À vérifier également : la maîtrise juridique et opérationnelle de l’hébergement des données. La localisation des serveurs ne suffit pas : il faut aussi examiner le pays d’établissement du fournisseur, sa structure capitalistique, les entités qui opèrent le service et les sous-traitants mobilisés. Ainsi, un service hébergé dans l’Union européenne peut rester soumis à une législation étrangère, notamment au Cloud Act américain, s’il est opéré ou contrôlé par une entreprise relevant de ce droit. Pour les usages sensibles, privilégier des solutions offrant de fortes garanties de maîtrise, idéalement qualifiées SecNumCloud par l’ANSSI.

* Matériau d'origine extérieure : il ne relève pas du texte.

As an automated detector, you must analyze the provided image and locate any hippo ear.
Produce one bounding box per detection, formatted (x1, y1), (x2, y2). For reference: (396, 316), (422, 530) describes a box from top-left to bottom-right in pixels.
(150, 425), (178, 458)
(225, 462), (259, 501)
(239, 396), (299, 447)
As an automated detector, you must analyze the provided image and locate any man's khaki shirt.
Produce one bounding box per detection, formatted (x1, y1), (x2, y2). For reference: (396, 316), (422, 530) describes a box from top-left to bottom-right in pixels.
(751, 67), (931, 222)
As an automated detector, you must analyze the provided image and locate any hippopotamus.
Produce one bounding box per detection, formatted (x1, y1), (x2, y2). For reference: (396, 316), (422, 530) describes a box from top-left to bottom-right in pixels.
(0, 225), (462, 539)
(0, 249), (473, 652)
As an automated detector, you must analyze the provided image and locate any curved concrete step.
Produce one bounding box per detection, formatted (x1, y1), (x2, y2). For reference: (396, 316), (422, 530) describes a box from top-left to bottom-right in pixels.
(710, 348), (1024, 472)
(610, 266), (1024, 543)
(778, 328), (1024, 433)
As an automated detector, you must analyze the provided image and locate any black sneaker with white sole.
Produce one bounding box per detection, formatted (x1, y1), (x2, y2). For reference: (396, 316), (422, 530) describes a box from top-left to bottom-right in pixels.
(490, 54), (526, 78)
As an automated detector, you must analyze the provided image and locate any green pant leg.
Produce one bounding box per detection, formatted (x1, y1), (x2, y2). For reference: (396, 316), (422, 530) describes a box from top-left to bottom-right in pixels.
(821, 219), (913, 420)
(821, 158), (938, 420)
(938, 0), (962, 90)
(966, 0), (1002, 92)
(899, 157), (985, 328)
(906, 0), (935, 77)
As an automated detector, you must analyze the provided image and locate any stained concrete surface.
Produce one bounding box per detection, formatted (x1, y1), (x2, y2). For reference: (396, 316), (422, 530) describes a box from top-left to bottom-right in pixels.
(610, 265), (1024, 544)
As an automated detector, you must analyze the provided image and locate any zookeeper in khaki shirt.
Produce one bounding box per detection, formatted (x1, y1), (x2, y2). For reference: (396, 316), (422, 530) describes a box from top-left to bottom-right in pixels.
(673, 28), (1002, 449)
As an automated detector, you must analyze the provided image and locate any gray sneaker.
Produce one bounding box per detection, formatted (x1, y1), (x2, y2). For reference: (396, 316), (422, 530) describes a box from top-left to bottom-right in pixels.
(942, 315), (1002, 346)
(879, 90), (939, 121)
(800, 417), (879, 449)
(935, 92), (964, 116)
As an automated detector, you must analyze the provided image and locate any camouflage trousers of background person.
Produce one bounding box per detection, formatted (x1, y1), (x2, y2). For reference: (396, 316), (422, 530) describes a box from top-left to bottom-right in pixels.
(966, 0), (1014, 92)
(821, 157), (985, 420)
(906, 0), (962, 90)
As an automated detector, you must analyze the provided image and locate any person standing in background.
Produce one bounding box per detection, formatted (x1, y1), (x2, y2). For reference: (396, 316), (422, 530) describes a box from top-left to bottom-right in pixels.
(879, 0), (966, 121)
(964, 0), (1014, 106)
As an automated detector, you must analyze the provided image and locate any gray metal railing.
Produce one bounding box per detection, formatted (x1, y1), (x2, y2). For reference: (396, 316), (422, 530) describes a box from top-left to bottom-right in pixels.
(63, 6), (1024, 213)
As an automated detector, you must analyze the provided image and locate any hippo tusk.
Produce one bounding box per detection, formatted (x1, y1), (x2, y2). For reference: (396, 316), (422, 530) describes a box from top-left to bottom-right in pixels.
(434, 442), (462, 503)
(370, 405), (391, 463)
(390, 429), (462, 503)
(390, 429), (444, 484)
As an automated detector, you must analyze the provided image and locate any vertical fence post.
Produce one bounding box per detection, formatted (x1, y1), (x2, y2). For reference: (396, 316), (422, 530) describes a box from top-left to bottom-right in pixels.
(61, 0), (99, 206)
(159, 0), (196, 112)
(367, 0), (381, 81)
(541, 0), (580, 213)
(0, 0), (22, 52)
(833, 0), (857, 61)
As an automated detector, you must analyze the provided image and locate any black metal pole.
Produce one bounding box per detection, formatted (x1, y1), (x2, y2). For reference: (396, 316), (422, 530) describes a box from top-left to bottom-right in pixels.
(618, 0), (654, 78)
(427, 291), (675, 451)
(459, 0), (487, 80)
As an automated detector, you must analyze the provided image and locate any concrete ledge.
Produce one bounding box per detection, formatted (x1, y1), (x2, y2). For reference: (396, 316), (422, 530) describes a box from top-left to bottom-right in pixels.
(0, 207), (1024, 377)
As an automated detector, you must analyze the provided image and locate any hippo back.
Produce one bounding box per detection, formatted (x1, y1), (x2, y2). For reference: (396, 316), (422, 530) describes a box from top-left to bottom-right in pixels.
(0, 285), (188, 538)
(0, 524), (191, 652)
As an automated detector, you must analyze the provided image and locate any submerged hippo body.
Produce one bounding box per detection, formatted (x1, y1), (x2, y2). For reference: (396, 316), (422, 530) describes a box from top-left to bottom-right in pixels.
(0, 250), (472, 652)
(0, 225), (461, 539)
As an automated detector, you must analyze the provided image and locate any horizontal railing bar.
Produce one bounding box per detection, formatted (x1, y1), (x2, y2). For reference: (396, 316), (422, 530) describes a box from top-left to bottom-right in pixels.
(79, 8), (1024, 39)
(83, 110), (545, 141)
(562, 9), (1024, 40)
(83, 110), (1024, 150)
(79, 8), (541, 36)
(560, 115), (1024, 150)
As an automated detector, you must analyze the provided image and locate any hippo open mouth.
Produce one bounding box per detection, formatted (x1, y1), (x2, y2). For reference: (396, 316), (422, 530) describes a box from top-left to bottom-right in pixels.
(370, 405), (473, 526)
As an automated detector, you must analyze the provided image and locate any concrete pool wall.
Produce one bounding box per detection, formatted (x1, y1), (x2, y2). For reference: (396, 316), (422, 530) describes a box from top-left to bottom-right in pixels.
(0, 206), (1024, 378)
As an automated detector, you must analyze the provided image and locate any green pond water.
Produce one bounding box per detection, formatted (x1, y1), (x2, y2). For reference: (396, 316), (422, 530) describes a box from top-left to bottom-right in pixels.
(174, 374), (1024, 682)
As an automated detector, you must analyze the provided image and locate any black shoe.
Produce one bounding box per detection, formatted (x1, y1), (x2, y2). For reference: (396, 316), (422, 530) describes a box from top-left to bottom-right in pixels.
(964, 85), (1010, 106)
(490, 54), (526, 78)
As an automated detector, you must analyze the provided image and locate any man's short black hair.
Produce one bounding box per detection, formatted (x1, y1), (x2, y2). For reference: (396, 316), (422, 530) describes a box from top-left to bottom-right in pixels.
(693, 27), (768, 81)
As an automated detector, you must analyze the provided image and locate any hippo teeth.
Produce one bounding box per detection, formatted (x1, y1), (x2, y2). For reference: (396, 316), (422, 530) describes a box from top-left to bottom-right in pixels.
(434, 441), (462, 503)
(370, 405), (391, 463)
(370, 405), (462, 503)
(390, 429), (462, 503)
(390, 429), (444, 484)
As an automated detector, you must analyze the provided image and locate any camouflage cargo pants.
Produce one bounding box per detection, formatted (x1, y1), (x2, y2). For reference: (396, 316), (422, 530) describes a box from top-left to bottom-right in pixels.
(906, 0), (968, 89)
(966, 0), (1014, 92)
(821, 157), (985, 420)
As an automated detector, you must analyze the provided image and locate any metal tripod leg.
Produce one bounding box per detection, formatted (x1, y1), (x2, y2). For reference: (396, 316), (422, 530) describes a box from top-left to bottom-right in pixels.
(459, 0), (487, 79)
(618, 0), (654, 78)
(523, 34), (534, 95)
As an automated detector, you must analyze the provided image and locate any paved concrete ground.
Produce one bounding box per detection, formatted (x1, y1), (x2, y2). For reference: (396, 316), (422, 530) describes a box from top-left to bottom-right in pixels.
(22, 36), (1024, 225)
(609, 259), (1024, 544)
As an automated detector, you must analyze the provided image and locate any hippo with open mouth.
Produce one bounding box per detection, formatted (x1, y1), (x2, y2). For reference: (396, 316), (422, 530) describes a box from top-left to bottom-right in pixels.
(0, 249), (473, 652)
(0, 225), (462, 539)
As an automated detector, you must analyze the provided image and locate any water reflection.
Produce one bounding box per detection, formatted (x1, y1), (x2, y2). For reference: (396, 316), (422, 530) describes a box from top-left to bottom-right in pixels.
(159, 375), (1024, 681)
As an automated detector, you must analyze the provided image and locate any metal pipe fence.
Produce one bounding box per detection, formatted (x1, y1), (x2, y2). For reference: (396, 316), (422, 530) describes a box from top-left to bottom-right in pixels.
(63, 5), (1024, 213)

3) Les outils commerciaux gratuits (usage très limité voire interdit)
Ce sont les outils accessibles librement sur Internet, parfois sans création de compte : versions gratuites de ChatGPT, Claude, Gemini, NoteBookLM, Vibe (ex Le Chat de Mistral AI), etc.
⚠️ Conditions d'utilisation strictes :
Vérifiez que votre ministère autorise leur accès et leur utilisation à titre professionnel (dans certaines administrations, ces services sont bloqués sur le réseau) ;
Ne les utilisez que pour des données qui pourraient être rendues publiques (pas de données personnelles, pas de données sensibles, etc.);
Évitez l'utilisation professionnelle en utilisant votre compte personnel ;
Usages possibles (exemples) : résumer un texte de loi ou un rapport déjà publics, reformuler un document accessible en ligne, générer une image d'illustration, créer un quiz de formation à partir de contenus publics, travailler sur du code pour un projet informatique open source ou non sensible.
Usages interdits (exemples) : analyser un dossier d'usager, résumer un compte-rendu de réunion interne, travailler sur des données RH ou médicales, traiter des informations couvertes par le secret professionnel.
Le réflexe à avoir : posez-vous la question suivante : « Est-ce que je pourrais publier ces informations sur un site Internet accessible à tous ? » Si la réponse est non, n'utilisez pas un outil commercial grand public. En cas d'hésitation, utilisez uniquement un outil mis à disposition par votre administration.
Bien utiliser votre outil d'IA : les bonnes pratiques du "prompt"
Un prompt (ou "instruction") est la consigne que vous donnez à l'IA. C'est votre question, votre demande, votre brief. Plus votre instruction est claire et précise, meilleure sera la réponse de l'IA.
Rédiger un bon prompt, c'est comme briefer une personne en stage : il faut lui donner le contexte, préciser ce que vous attendez, et être explicite sur le format souhaité.
Pour en savoir plus, consultez la fiche pratique "Bien rédiger ses prompts" en annexe de ce guide.
En cas de doute : qui contacter ?
Vous ne savez pas quel outil utiliser ? Vous vous demandez si vos données sont sensibles ?
Voici les personnes qui peuvent vous aider :
Qui contacter ?
Dans quel cas ?
Votre hiérarchie
Vous souhaitez utiliser l'IA pour une décision importante ou un usage inhabituel
Votre service informatique (DNUM, DSI)
Vous avez une question sur les outils autorisés dans votre administration
Votre référent cybersécurité
Vous voulez savoir si vos données sont sensibles
Votre délégué à la protection des données (DPD)
Vous voulez vérifier qu'un traitement de données est compatible avec le RGPD ou inscrit au registre des traitements
Si vous envisagez un usage régulier de l'IA pour traiter des données personnelles, vérifiez avec votre délégué à la protection des données (DPD) que ce traitement figure au registre des activités de traitement de votre administration.